China is aiming to develop around 100 domestic textile brands that can compete in the international market, which account for about 20 percent of the value of total textile exports.
Compiled by Caijing
staff
(Caijing.com.cn)
China’s three-year plan to revitalize
its ailing textile industry will focus on developing domestic brands and
encouraging higher value-added content, according to a statement published on
the central government’s website.
China’s textile
sector has been ravaged by the decline in global trade, with first-quarter
apparel exports falling 5 percent year-on-year to USD 7.43 billion, according to
customs data.
“Since the second half
of 2008, the global financial crisis has severely hurt China's textile
industry, with falling demand leading to excess capacity, financing difficulties
and job losses. China's textile industry is going
through the most difficult period it has seen for years,” the statement
said.
China Textile Industry
Association vice chairman Wang Tiankai earlier told Caijing that the industry
had petitioned Beijing for a further increase in the export
tax rebate from 15 to 17 percent, to help prop up struggling small and
medium-sized enterprises.
Beijing is yet to
reach a decision as it weighs likely criticism from its trading partners in the
U.S and EU against the need to keep unemployment in the labor-intensive industry
under control.
According to the
statement, the government remains confident that China’s
comparative price advantage in the global market will sustain industry
growth.
The plan’s target to
export US$ 240 billion of textile products by 2011 appears to be conservative,
as this level of growth implies an average annual rate of 8 percent, below the
8.2 percent growth rate recorded last year as the global financial crisis began
to bite.
China’s textile
producers operate on extremely tight margins with high exposure to shifts in the
prices of raw materials and fluctuations in global demand.

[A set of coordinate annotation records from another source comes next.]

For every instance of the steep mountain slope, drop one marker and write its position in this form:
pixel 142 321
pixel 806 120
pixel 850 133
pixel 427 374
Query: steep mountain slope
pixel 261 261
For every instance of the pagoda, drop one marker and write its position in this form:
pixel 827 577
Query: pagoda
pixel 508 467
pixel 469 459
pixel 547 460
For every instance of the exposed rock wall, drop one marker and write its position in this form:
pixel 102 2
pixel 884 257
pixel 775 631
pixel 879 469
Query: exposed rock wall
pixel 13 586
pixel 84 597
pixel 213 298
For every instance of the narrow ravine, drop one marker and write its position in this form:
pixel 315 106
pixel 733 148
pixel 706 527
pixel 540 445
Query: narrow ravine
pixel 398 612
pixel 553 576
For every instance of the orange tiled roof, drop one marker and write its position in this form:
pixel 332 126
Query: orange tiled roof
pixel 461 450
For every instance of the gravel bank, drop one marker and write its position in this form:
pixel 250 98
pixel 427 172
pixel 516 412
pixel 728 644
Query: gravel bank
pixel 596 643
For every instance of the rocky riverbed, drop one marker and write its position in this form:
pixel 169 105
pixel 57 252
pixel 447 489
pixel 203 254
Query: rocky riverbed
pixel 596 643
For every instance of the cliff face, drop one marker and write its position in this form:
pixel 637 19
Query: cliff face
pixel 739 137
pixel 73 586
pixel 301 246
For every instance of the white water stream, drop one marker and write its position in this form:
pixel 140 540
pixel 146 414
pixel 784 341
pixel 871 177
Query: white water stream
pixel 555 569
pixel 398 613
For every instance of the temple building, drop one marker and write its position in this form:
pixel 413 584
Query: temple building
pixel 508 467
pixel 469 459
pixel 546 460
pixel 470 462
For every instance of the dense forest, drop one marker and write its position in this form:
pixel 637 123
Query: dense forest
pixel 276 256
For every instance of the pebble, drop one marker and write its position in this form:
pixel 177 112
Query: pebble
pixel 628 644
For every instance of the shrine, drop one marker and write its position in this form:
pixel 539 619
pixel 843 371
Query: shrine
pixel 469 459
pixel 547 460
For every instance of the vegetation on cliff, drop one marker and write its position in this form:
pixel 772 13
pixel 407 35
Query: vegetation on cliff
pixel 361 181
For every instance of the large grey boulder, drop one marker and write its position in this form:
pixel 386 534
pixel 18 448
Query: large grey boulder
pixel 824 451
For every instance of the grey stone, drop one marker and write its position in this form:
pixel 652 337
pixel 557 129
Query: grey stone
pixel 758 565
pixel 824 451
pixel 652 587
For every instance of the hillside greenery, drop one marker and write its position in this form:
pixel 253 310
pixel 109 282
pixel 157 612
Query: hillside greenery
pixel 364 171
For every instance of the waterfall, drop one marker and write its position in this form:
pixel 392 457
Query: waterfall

Clothing and footwear
makers in the Pearl River Delta area suffered greatly towards the end of last
year as demand collapsed, forcing thousands of factory closures.
“We must take effective
measures to stabilize the domestic and foreign markets, eliminate inefficiency
and optimize the use of technology to promote the sustained and healthy growth
of the textile industry,” the statement said.
China aims to
increase the valued-added output from textiles to 1.2 trillion yuan by the end
of 2011, with an average annual growth rate of 10 percent per year, according to
the details released in the statement.
A key part of its
strategy is the development and promotion of around 100 domestic textile brands
that can compete in the international market, with the plan aiming for these
brands to account for about 20 percent of the value of total textile
exports.
The plan also
specifically mentions raising value-added output in central and western
China.
China has so far
announced detailed revitalization plans for four industries, the others being
autos, steel and electronics and IT, with plans for a further six industries set
to be unveiled during the course of the year.